BYć może przyczyna tkwi w pracy twardego dysku. W czasie rekalibracji dysku, czyli wyrównywania pozycji głowic zapisująco-odczytujących, nie może bowiem dostarczać danych. Aby wypełnić tę lukę, nagrywarka musi czerpać dane z pamięci podręcznej. Jeśli przed rozpoczęciem kalibracji termicznej była pełna, nagrywarka ma pewien zapas, z którego może przez chwilę czerpać dane, nim otrzyma kolejną partię. Sięgnijmy do konkretów: bufor nagrywarki mieści zwykle 1 MB (tj. 1024 Kb) danych, a przepływ danych przy podwójnej prędkości zapisu wynosi 300 Kb/s. 1024/300 Kb daje w wyniku niecałe 3,5 sekundy.

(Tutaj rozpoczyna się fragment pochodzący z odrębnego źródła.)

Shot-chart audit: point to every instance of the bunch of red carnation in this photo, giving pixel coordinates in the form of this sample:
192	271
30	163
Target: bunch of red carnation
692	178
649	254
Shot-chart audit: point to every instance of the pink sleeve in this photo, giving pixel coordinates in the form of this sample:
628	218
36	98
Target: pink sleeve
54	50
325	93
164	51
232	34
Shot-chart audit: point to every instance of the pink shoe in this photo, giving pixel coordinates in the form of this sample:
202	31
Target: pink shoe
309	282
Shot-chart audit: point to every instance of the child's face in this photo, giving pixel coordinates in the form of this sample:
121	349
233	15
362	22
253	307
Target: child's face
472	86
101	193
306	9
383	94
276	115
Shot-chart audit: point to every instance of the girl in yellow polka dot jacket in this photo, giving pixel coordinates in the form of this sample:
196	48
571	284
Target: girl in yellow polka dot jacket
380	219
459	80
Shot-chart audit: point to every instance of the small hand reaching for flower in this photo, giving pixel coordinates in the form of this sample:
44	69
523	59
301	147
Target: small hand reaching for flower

Nowoczesne twardziele rekalibrują głowicę w mniej nież 1 sekundę. Przy czterokrotnej prędkości zapisu, gdzie przepłwy danych wynosi 600 Kb, bufor opróżnia się już po niecałych 1,7 sekundy. Nie zawsze można jednak mieć pewność, że w momencie rekalibracji pamięć podręczna jest pełna.
Wydajność dysku spada też w bardzo dużym stopniu, gdy głowica zapisu/odczytu musi często zmieniać pozycję. Ma to miejsce wtedy, gdy nagrywasz na płytę dużą liczbę małych plików. W tym wypadku zaleca się utworzyć przed ich fizycznym nagrywaniem ich obraz na dysku albo skopiować je na osobny dysk (partycję).

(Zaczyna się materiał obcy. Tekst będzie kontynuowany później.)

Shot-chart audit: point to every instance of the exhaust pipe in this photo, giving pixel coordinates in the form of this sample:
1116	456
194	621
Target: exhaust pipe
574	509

Gwałtowne ruchy głowic mają również miejsce przy dużym stopniu fragmentacji danych na dysku. Pliki nie są wówczas składowane w całości, lecz podzielone na kawałki, które są porozrzucane po całej powierzchni dysku (miejsca, gdzie w momencie zapisu akurat było pusto). Dlatego też zdefragmentuj dysk programem Defrag (bądź Speed Disk, o ile posiadasz pakiet Norton Utilities), zanim założysz plik fizycznego obrazu przegrywanych danych. Najlepiej jest przeznaczyć oddzielną partycję na dysku tylko do celów nagrywania i właśnie na niej umieszczać plik fizycznego obrazu. Nie jest to może dość wygodne, poza tym zajmuje dużą ilość powierzchni dyskowej, lecz stanowi w miarę pewną metodę omijania błędów związanych z opróżnieniem bufora.